Ale z czasem emocje te opadły, a człowiek zaczął bardziej racjonalnie myśleć. W konsekwencji zgodziłam się pomóc, bo w końcu nic nie traciłam, no może z wyjątkiem czasu, a mogłam tylko zyskać. Po cichu też cieszyłam się, iż znowu ktoś dostrzegł mój potencjał, który może działać na plus, a nie tylko moją niepełnosprawność, która jest walorem ujemnym mojej osoby. Myślicie, iż wszyscy są tacy chętni do współpracy ze mną? Gdzie tam. W dodatku mają moją ulubioną wymówkę: "Bo sobie nie poradzisz z powodu niepełnosprawności". Tak od razu, bez sprawdzenia, co jest się w stanie naprawdę zrobić i dopasowania zadań do możliwości. To znowu jest możliwe, jak najpierw pokazał to ksiądz organizujący konferencje na UPJPII, jak pokazały liczne wolontariaty, jak pokazała organizacja "Katedr". Tylko trzeba chcieć poszukać tych zadań. Zresztą kto chciałby być pomijanym w organizacji czegoś, będąc zarazem ku temu chętnym, tylko ze względu na niezależną od niego niedoskonałość? Myślę, iż chyba nikt.
W lipcu wydawało się, iż do listopada, na który zaplanowana była konferencja, jest sporo czasu. Tymczasem on się kurczył w zastraszającym tempie, aż człowiek łapał się za głowę, iż tak mało mu go zostało, a tak dużo pozostało do zrobienia. Trzeba było znaleźć czas na wysyłanie meili do prelegentów, na spotkania organizacyjne, na ułożenie programu, w końcu na złożeniu propozycji tematu mojego przemówienia oraz napisaniu abstraktu i zrobieniu prezentacji multimedialnej. To trochę zajmuje, zwłaszcza komuś, kto w miarę gwałtownie i sprawnie myśli, ale jest ograniczony w równie sprawnym przelewaniu tych myśli na papier, choćby dzięki komputera, przez własne ciało. Myślicie, iż to nie jest frustrujące? Jest, i to bardzo.

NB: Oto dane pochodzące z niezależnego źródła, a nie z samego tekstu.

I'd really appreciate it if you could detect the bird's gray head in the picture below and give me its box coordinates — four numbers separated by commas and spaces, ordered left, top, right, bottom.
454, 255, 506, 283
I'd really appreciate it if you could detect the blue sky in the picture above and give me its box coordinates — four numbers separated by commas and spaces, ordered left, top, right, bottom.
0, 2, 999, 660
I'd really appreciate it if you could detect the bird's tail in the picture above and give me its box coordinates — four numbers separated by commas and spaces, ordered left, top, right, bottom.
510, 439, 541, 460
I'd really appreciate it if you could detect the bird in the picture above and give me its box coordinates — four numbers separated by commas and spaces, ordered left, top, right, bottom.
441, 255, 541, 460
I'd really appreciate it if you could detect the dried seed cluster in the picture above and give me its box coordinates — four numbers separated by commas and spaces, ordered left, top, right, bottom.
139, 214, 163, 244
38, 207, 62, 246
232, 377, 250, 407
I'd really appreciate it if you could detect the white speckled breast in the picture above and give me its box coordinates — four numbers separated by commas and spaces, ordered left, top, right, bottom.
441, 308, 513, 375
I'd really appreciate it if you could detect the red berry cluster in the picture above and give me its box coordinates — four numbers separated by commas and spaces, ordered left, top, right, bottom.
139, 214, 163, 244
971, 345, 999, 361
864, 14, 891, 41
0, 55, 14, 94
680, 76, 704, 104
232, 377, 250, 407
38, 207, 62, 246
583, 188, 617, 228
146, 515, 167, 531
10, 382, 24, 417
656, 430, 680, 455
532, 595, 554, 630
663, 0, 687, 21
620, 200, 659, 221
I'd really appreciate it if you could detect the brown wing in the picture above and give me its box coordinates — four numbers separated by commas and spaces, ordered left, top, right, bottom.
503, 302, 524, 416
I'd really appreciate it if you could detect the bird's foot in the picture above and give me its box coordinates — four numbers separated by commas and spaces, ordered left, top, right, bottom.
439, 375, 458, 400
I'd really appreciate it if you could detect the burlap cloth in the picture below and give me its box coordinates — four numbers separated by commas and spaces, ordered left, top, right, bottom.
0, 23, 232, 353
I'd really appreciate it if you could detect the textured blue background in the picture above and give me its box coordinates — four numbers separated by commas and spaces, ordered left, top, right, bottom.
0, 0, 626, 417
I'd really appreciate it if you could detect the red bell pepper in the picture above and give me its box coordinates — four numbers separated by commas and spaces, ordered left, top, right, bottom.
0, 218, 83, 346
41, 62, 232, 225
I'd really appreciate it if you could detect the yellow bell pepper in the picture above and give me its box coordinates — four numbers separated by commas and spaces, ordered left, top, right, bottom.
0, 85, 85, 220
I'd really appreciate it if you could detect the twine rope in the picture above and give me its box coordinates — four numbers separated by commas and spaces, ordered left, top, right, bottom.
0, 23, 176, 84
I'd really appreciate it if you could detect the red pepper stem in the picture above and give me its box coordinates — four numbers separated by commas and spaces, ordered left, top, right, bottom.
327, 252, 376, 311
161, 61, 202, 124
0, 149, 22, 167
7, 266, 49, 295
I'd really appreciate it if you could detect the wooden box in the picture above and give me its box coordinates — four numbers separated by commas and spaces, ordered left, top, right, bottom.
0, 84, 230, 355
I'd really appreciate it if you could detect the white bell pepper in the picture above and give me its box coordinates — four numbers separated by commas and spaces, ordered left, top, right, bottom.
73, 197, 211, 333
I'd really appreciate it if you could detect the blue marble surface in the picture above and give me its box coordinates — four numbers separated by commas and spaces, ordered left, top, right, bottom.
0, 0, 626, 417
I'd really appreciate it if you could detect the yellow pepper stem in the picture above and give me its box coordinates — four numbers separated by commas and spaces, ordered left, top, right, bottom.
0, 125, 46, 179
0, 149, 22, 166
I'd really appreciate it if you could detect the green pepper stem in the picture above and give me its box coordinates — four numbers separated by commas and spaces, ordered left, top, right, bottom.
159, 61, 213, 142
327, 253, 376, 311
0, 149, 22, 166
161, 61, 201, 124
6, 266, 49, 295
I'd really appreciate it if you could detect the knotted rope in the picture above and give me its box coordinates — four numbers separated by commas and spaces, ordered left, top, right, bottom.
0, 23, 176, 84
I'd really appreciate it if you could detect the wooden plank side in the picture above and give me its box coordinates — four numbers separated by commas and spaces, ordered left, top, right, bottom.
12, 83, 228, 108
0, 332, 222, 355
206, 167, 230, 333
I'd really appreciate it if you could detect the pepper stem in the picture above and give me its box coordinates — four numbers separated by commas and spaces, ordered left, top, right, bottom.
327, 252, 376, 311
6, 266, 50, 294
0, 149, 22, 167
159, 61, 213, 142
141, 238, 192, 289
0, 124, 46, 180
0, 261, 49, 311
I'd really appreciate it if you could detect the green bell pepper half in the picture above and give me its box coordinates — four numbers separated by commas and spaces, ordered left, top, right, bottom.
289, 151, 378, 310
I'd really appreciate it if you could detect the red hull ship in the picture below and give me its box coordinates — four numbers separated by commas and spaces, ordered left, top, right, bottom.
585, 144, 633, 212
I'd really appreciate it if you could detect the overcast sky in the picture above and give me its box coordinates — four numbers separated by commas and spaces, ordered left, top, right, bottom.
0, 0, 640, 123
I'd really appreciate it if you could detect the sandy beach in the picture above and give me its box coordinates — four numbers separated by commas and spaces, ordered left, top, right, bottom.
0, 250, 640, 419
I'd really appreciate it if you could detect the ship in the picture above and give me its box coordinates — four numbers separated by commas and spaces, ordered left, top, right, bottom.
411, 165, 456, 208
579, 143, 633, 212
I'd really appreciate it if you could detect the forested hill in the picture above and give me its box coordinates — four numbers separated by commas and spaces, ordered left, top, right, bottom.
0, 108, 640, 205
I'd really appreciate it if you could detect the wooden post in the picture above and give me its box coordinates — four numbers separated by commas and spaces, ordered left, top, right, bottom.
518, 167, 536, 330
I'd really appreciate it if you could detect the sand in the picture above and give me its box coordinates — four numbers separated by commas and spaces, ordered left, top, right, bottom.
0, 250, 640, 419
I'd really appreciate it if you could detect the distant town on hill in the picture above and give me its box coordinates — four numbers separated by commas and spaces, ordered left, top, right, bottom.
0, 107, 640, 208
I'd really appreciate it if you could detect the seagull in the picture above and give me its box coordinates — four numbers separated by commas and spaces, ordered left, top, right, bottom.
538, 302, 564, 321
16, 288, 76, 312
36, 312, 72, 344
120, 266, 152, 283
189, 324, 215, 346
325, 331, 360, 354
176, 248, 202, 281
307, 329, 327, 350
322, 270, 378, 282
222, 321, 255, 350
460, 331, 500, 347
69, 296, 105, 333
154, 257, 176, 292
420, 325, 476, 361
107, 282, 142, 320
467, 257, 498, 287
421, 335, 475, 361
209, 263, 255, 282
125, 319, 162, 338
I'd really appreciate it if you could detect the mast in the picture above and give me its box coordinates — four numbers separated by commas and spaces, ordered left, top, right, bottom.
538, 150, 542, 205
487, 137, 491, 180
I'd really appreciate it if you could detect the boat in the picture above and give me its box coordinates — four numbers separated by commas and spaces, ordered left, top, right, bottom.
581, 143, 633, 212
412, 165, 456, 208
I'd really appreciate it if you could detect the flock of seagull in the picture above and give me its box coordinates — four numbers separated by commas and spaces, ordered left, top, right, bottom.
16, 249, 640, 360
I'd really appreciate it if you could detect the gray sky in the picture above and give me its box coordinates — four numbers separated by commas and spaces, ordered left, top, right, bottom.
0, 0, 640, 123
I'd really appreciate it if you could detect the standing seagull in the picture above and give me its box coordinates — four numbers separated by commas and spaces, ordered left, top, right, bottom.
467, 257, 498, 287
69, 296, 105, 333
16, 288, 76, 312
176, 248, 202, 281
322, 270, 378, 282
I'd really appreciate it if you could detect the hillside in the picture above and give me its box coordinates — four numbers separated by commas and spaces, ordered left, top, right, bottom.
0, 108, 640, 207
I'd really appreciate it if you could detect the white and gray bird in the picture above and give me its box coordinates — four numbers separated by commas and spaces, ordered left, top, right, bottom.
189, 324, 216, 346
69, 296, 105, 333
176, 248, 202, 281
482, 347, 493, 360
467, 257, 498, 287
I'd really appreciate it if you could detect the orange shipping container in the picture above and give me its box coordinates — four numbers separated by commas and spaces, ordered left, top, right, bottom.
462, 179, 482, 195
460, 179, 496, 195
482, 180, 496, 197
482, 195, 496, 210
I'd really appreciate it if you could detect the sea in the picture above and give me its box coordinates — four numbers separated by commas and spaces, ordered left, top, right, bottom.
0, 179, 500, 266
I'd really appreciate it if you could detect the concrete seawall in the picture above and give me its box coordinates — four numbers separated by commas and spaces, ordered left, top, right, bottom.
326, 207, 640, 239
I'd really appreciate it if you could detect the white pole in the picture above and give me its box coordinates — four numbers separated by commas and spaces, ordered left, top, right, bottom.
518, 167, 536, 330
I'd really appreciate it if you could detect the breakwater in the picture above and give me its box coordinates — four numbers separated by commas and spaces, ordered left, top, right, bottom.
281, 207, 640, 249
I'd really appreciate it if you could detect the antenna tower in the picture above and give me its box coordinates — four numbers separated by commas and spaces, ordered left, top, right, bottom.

A przecież mój świat nie kończył się na konferencji, było jeszcze tyle innych spraw, które trzeba było ogarnąć. W ostatnim czasie nałożyła się na to ostatnia seria (mam nadzieję) antybiotyku, która rozłożyła mój organizm na łopatki. To, w połączeniu z ostatnimi dopieszczeniami planu konferencji sprawiło, iż powoli miałam wszystkiego już dosyć - i psychicznie, i także, co może dziwić, fizycznie. Zmęczony organizm dopominał się tego, czego aktualnie nie mógł dostać - snu i odpoczynku. Ale obiecałam mu, iż w sobotę będę spać do oporu.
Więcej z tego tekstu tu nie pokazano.